HIPAA Breach Notification Timeline
The HIPAA breach notification rule timeline is a period of time during which covered entities and business associates that have suffered a data breach must undertake certain activities.
What is the HIPAA Breach Notification Timeline?
The steps that must be undertaken during the HIPAA breach reporting and notification timeline depend upon the severity of the breach, and whether the breach was committed by a covered entity or a business associate.
What is the HIPAA Breach Notification Timeline for a Covered Entity?
Following a breach of unsecured protected health information, covered entities must provide notification of the breach to affected individuals, the Secretary of the Department of Health and Human Services, and, in certain circumstances, to the media.
Covered entities must notify affected individuals following the discovery of a breach of unsecured protected health information. Covered entities must provide this individual notice in written form by first-class mail, or alternatively, by email if the affected individual has agreed to receive such notices electronically.
HIPAA Breach Notification Timeline “Day Rule” 1: The 90-day Rule:
If the covered entity has insufficient or out-of-date contact information for 10 or more individuals, the covered entity must provide substitute individual notice by either posting the notice on the home page of its web site for at least 90 days, or, by providing the notice in major print or broadcast media where the affected individuals likely reside.
The covered entity must include a toll-free phone number that remains active for at least 90 days where individuals can learn if their information was involved in the breach.
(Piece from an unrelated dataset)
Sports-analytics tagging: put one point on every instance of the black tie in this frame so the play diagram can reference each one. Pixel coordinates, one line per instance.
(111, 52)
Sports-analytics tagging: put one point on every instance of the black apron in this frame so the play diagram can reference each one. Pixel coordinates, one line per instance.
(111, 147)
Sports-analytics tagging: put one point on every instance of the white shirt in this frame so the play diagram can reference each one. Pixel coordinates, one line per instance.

If the covered entity has insufficient or out-of-date contact information for fewer than 10 individuals, the covered entity may provide substitute notice by an alternative form of written notice, by telephone, or other means.
HIPAA Breach Notification Timeline “Day” Rule 2: The 60-day Rule:
These individual notifications must be provided without unreasonable delay and in no case later than 60 days following the discovery of a breach and must include, to the extent possible:
- A brief description of the breach
- A description of the types of information that were involved in the breach
- The steps affected individuals should take to protect themselves from potential harm
- A brief description of what the covered entity is doing to investigate the breach, mitigate the harm, and prevent further breaches, as well as contact information for the covered entity.
The “Rule of 500”:
Covered entities that experience a breach affecting more than 500 residents of a State or jurisdiction are, in addition to notifying the affected individuals, required to provide notice to prominent media outlets serving the State or jurisdiction. Covered entities can provide this notification in the form of a press release to appropriate media outlets serving the affected area.
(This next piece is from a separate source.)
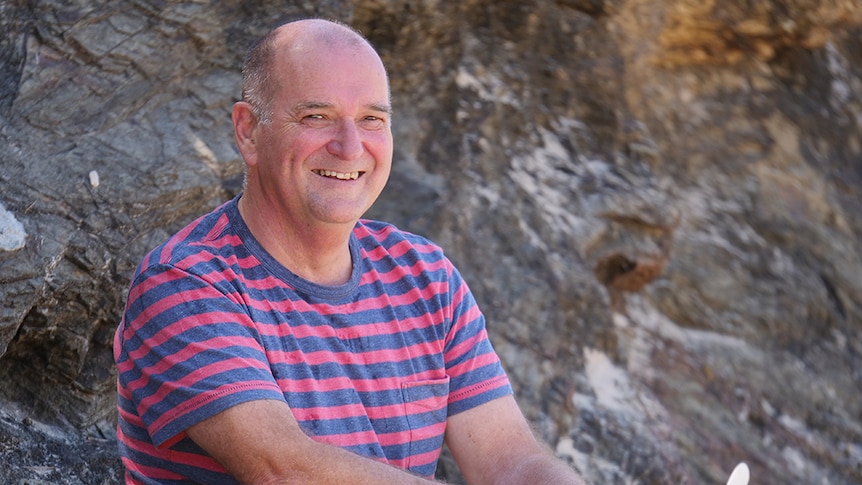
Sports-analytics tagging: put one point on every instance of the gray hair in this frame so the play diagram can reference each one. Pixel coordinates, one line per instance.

As is the case with individual notice, this media notification must be provided without unreasonable delay and in no case later than 60 days following the discovery of a breach. The media notification must include and must include the same information required for the individual notice.
Regardless of the size of the breach, covered entities must notify the Secretary of the Department of Health and Human Services of the breach. Covered entities must notify the Secretary by visiting the HHS web site and filling out and electronically submitting a breach report form.
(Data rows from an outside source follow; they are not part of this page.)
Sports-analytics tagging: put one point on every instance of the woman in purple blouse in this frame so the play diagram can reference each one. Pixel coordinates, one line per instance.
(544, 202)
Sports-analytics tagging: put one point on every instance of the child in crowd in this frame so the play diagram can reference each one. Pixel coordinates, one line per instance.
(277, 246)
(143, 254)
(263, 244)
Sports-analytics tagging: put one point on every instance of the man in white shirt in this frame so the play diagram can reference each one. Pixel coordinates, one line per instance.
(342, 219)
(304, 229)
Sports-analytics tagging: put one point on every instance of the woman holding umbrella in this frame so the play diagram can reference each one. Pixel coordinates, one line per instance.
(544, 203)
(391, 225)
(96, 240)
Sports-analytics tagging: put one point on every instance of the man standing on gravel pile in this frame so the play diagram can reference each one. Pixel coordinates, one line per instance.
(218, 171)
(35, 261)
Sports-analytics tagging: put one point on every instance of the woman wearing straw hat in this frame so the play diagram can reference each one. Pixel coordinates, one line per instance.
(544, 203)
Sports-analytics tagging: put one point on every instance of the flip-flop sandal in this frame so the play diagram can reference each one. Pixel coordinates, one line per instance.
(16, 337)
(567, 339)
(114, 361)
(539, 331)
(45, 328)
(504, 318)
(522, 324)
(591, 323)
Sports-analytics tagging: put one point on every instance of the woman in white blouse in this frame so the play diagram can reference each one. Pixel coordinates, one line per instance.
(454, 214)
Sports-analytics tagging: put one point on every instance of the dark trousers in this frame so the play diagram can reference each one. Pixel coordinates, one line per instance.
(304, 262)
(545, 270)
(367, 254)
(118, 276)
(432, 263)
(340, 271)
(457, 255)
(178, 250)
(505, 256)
The HIPAA breach reporting and notification timeline for doing so depe
nds upon the size of the breach.
If a breach affects 500 or more individuals, covered entities must notify the Secretary without unreasonable delay and in no case later than 60 days following a breach.
If, however, a breach affects fewer than 500 individuals, the covered entity may notify the Secretary of such breaches on an annual basis. Reports of breaches affecting fewer than 500 individuals are due to the Secretary no later than 60 days after the end of the calendar year in which the breaches are discovered.
What is the HIPAA Breach Notification Timeline for a Business Associate?
Following their discovery of a breach, business associates must notify covered entities if a breach occurs at or by the business associate.
With respect to a breach at or by a business associate, while the covered entity is ultimately responsible for ensuring individuals are notified (per the HIPAA breach reporting and notification timeline above), the covered entity may delegate the responsibility of providing individual notices to the business associate (the covered entity is not required to do this, however).
Covered entities and business associates should consider which entity is in the best position to provide notice to the individual, which may depend on various circumstances, such as the functions the business associate performs on behalf of the covered entity and which entity has the relationship with the individual.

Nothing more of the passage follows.